Mahkeme kararlarının yok sayılması sıradanlaştı

Mahkeme kararının yok sayılmasının çevre konularında çok fazla yaşandığına dikkat çeken Avukat Arif Ali Cangı, 'Mahkeme kararının yok sayılması artık günümüzde sıradanlaşmaya başladı. Sıradanlaşmasıyla birlikte kurumsallaşmaya da başladı. Mahkeme kararı herkesi bağlayıcı değilse o zaman mahkemelere hiç gerek yok. Karara uyulmaması idarenin 'ben hukuk tanımıyorum' demesidir. Efemçukuru özelinde Çevre Bakanlığı, ben mahkeme kararını tanımıyorum demektedir. Şirket, ÇED raporunu zaten ücret ödediği bir şirkete ya da bilim insanına düzenlettiriyor.

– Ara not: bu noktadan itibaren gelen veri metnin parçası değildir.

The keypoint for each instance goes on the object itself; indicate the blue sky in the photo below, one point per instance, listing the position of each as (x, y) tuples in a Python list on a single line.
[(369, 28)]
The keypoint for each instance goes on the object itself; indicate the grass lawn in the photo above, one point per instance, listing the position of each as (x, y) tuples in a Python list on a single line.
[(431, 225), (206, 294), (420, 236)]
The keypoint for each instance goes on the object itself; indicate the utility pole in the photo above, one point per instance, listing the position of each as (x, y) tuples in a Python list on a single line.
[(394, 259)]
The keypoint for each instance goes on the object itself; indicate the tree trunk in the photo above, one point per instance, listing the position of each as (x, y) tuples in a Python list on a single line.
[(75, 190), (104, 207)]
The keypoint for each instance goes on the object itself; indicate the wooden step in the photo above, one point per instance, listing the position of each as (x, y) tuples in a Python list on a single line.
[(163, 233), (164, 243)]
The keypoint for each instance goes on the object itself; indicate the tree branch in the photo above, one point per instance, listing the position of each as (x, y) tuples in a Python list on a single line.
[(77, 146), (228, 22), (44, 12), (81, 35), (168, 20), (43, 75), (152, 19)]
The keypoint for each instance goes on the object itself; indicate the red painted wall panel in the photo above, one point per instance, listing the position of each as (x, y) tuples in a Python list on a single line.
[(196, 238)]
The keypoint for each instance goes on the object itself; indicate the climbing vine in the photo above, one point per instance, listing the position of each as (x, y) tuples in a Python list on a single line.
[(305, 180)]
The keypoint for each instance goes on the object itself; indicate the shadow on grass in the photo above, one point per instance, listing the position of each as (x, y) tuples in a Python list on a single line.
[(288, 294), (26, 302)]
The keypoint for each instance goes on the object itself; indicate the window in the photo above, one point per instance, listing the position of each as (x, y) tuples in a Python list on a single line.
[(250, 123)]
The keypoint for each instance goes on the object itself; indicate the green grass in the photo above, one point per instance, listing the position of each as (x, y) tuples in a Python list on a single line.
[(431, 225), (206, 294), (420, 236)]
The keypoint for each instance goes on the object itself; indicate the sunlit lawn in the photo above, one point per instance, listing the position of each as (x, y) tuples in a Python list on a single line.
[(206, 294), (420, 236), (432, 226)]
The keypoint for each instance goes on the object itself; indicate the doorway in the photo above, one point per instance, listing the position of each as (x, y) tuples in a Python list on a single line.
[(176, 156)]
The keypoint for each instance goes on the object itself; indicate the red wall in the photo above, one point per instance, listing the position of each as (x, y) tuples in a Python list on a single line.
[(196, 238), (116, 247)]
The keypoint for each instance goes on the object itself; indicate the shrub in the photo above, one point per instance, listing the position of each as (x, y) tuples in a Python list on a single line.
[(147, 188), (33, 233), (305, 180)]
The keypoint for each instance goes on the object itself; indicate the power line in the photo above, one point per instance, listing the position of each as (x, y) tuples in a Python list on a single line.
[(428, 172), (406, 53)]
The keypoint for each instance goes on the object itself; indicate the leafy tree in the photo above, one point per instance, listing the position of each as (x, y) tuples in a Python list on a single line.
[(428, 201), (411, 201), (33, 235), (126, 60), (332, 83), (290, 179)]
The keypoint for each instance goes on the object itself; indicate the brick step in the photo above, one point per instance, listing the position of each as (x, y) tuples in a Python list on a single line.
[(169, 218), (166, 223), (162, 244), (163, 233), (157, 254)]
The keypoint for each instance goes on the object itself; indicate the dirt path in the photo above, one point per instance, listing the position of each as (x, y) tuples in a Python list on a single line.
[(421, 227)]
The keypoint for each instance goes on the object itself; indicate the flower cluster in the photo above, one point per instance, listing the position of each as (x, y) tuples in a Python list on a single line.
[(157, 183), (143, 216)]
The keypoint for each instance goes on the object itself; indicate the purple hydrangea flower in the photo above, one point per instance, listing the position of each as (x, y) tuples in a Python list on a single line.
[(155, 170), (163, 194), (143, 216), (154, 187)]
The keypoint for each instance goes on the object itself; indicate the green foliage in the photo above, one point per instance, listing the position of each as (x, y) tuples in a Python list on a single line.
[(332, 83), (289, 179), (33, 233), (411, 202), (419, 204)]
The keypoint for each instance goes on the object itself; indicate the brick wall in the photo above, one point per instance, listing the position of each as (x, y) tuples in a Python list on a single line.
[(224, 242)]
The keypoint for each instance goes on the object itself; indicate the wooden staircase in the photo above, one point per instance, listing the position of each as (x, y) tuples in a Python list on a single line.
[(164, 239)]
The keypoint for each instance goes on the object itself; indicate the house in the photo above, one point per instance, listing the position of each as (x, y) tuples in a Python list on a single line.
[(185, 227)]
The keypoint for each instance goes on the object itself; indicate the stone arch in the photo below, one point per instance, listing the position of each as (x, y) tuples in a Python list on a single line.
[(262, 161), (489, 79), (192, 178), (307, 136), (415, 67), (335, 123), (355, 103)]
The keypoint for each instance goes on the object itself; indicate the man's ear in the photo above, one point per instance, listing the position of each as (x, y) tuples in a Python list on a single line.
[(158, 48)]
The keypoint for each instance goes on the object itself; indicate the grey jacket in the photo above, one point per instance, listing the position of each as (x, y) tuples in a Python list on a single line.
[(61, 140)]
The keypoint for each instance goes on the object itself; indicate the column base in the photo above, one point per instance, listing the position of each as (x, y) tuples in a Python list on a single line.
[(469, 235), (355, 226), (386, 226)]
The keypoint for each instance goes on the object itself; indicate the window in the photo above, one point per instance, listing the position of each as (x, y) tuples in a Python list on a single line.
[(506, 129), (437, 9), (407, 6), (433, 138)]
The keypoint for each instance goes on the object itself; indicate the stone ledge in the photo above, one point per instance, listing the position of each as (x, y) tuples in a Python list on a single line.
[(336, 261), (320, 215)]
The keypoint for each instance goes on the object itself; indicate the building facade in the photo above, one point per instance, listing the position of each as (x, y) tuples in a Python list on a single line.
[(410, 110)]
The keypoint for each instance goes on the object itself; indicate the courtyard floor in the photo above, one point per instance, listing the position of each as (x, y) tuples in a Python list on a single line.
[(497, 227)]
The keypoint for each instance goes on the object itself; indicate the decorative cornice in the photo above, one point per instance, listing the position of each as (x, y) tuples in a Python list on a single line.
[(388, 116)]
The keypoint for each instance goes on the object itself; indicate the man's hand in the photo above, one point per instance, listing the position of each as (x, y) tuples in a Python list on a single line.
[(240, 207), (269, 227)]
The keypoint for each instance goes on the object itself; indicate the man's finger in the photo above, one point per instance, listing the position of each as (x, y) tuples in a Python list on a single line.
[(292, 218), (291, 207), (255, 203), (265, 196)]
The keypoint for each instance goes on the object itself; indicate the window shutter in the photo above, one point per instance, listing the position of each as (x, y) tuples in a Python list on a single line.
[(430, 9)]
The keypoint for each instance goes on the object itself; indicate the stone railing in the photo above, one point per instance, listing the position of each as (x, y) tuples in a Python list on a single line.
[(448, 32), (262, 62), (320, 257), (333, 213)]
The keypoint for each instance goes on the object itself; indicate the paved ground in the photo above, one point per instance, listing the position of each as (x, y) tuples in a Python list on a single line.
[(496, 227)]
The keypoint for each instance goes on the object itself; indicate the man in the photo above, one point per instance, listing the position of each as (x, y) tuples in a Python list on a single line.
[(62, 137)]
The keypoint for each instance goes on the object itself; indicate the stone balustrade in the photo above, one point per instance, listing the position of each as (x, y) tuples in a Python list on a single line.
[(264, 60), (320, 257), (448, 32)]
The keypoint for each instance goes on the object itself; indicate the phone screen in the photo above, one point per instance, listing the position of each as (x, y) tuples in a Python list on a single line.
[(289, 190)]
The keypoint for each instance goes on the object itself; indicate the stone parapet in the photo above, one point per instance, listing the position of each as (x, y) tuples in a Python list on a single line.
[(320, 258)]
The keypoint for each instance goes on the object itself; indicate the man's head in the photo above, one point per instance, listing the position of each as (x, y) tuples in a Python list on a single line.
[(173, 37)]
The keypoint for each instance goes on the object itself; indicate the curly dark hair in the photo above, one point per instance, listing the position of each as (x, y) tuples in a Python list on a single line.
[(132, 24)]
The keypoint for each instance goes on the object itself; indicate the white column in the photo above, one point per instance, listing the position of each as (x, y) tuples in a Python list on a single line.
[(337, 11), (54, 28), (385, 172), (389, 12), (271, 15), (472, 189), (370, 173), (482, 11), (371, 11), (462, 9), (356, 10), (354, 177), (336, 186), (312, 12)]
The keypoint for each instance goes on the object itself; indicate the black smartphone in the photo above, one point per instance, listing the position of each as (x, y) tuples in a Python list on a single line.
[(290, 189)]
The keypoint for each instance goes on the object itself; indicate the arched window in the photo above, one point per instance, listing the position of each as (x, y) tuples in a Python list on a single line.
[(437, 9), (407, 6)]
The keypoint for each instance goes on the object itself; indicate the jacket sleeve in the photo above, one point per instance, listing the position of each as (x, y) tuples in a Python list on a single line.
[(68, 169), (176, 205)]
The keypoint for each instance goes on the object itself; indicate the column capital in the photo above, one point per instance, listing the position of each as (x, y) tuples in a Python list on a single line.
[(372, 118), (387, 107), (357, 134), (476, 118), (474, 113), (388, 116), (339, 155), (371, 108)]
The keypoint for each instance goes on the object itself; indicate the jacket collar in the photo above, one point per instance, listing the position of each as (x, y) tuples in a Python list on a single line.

Proje sahibi yatırımı gerçekleştirmek için uygun bir rapor düzenlenmesi için para ödüyor. Başbakan da seçim öncesi yatırımcıya söz veriyor. Bunların güvence yaratması mümkün değildir. Geriye bu süreçte halkın bilgilendirilmesi ve halkın sürecin içine girmesini sağlayan İnceleme ve Değerlendirme Komisyonu'na kalıyor. Halkın katılımını by-pass eden İDK, mahkeme kararı sonrası yeniden düzenlenen ÇED raporunu onaylıyor. Normalde İDK görüşleri halkla paylaşır ve sonra halkın ve farklı bilim insanlarının raporla ilgili görüşlerini alır ve ona göre nihai kararı verilir. Ancak Efemçukuru maden işletmesinde halkın tepkisi dışarıda tutuldu ve kendilerine göre bir sistem işletildi' dedi.

Valilik ve bakanlık madeni derhal kapatmalıdır

Madenin Türkiye'nin 3'üncü büyük kentinin su havzasını kirleteceği bilimsel incelemeler sonucu ortaya konulmuş ve mahkeme kararıyla tescillenmiş olmasına rağmen şimdi kapasite arttırılmasına İDK tarafından onay verildiğini söyleyen Cangı, sözlerini şöyle sürdürdü: Efemçukuru'nda kirlenme başladı ve temizlenmesinin ne kadar zaman alacağı beli değildir. Bu kadar vahim bir durumda İzmir Valiliği'nin ve Çevre Bakanlığı'nın acilen madeni mühürlemesi gerekiyor' dedi.